その翌日、智也は、木村刑事に状況を報告した。


木村刑事の反応は、予想以上に深刻なものだった。


「実は、警察庁のサイバー犯罪対策部門でも、最近、類似した情報を把握しています。複数の国の法執行機関が、スマートフォンOSレベルでの不審な動作について、情報収集を始めているところです」


「つまり、この問題は、私たちだけが気づいているわけではないということですか」


「そうです。ただし、各機関がバラバラに動いているため、全体像の把握が、まだできていない状況です。千葉さんの調査は、その全体像を把握するための、重要な手がかりになる可能性があります」


「では、インターポールを通じた、国際的な情報共有を、急ぎます」


「そうしてください。そして、もう一つ、重要な情報があります」


「何ですか」


「レナ・ホールについてです。彼女は、最近、グローバル・コグニティブ・ファンドとの関係を、内部で問題視し始めているという情報があります。EngageMax Analytics内部の複数の関係者から、彼女が、自社の技術の使われ方に、懸念を持ち始めているという話が、出ています」


「それは、重要な情報です。マーカスと同じパターンですね。自分の技術が、意図しない形で使われていることに、気づき始めている」


「その可能性があります。彼女へのアプローチのタイミングが、重要になるかもしれません」


「慎重に、しかし、迅速に。そのバランスが必要ですね」


「千葉さんは、そのバランスを、誰よりもよく知っていると思います」


電話を切った後、智也は、図書館の奥の席で、今日得た情報を、整理した。


EngageMax Analyticsという企業。


レナ・ホールという、神経科学者から起業家へと転じた人物。


グローバル・コグニティブ・ファンドという、シグマ・ファンデーションの後継的なファンド。


そして、スマートフォンOSレベルでの、認知操作の可能性。


それらが、一つの像として、形を成し始めていた。


ただし、まだ、決定的な証拠はない。


状況証拠と、複数の関係者からの証言の積み重ねが、その像を示しているだけだ。


「一歩一歩、丁寧に」


智也は、自分自身に言い聞かせた。


美優の言葉が、今も、彼を支えていた。


ノートに、智也は書いた。


**「第九章の全体像が、見え始めている。

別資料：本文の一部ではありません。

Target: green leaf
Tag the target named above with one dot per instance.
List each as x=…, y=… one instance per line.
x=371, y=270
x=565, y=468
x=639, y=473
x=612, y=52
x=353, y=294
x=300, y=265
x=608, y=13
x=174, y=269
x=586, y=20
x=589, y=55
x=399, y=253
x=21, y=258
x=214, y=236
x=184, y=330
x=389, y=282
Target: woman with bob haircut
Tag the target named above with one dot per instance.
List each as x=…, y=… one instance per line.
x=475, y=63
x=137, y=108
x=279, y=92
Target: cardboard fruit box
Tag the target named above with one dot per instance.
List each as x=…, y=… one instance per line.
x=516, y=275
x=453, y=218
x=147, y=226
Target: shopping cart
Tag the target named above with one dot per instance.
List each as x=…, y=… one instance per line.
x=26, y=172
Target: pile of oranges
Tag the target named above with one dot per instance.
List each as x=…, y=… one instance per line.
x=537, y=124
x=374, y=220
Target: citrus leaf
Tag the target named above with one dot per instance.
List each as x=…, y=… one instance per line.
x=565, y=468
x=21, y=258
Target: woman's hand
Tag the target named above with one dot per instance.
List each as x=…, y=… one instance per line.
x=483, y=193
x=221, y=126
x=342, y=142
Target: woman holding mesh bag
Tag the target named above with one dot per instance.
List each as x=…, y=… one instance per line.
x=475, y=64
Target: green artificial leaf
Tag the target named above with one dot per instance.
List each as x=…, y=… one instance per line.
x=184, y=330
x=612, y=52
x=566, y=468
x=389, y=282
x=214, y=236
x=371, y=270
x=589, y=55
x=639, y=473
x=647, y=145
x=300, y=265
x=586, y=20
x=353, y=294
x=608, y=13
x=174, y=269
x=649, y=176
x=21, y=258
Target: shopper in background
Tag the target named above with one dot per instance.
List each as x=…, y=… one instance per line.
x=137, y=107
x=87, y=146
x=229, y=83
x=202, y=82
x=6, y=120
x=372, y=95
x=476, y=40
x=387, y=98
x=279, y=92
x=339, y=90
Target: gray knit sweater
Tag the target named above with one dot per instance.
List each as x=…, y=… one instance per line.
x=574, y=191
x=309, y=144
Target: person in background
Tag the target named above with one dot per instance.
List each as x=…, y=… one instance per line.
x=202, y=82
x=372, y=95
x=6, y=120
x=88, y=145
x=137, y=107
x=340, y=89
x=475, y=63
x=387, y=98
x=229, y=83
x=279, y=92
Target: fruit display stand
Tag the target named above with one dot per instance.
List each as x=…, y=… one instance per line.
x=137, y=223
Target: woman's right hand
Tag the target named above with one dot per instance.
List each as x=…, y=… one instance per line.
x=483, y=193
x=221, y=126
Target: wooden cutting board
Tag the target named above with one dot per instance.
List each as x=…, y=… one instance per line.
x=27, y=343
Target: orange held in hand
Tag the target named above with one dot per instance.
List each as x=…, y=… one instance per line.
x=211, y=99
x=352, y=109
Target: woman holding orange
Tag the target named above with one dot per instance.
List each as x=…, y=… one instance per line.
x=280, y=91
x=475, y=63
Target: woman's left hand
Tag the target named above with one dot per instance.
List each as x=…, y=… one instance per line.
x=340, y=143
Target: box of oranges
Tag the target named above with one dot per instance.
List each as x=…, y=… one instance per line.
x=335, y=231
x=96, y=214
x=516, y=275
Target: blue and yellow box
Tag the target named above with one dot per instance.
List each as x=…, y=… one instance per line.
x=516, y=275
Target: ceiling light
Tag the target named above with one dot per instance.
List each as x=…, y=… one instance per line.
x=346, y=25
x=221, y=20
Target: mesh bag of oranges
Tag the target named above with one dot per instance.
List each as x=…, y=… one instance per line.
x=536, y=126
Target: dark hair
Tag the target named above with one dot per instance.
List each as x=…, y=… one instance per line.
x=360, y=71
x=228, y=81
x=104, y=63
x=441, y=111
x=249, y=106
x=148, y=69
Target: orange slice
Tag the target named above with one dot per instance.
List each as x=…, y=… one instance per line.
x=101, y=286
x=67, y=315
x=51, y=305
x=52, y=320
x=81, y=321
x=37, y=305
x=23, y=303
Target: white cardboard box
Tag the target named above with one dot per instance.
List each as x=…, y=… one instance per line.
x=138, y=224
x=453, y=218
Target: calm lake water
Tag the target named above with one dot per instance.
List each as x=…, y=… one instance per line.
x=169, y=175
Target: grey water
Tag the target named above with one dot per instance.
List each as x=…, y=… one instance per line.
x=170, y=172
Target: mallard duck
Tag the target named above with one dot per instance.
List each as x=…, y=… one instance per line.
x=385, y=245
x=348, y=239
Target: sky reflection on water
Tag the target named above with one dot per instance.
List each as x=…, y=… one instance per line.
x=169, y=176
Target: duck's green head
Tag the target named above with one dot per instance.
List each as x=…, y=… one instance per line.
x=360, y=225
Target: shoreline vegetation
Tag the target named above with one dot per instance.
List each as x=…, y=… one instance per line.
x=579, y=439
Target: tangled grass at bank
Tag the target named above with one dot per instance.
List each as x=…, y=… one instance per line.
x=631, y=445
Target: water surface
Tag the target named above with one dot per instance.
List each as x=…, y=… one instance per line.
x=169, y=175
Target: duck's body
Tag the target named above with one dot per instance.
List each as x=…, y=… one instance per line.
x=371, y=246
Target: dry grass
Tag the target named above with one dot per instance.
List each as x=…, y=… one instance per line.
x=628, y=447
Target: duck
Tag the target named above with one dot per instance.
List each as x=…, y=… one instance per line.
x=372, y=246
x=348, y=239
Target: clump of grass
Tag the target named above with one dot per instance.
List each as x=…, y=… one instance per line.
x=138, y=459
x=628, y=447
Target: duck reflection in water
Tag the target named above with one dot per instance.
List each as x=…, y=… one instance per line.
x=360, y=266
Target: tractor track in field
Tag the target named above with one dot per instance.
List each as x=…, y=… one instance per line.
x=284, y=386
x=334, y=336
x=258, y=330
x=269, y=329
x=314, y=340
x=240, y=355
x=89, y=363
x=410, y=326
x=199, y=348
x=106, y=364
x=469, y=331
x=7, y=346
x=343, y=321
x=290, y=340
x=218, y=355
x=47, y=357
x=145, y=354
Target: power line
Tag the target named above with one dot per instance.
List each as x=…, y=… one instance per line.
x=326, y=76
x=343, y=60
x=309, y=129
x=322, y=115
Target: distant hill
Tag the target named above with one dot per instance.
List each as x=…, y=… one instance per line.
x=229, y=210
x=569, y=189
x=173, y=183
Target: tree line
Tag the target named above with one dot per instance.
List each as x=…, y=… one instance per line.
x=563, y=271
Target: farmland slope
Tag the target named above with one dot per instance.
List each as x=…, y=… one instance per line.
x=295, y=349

EngageMax Analytics、レナ・ホール、グローバル・コグニティブ・ファンド。これらが、スマートフォンOSレベルでの認知操作の仕組みを、構成している可能性がある。そして、レナは、その仕組みへの懸念を、持ち始めている。マーカスと同じパターンだ。」**


**「今回の問題は、これまでと異なる点が一つある。それは、対象の規模だ。特定のプラットフォームや組織ではなく、スマートフォンのOSという、最も基礎的なレベルでの問題だ。その規模に対応するためには、これまでと異なるアプローチが必要になる可能性がある。」**


**「しかし、規模が異なっても、本質は変わらない。人間が、誠実な問いかけに、誠実に応える能力を持つという事実は、変わらない。レナも、その能力を持っているはずだ。その確信が、次のステップへの、動力になる。」**


窓の外では、秋の夜が、静かに深まっていた。


キャンパスの明かりが、一つ一つ、消えていった。


その静けさの中で、第九章の推理は、着実に、深まっていた。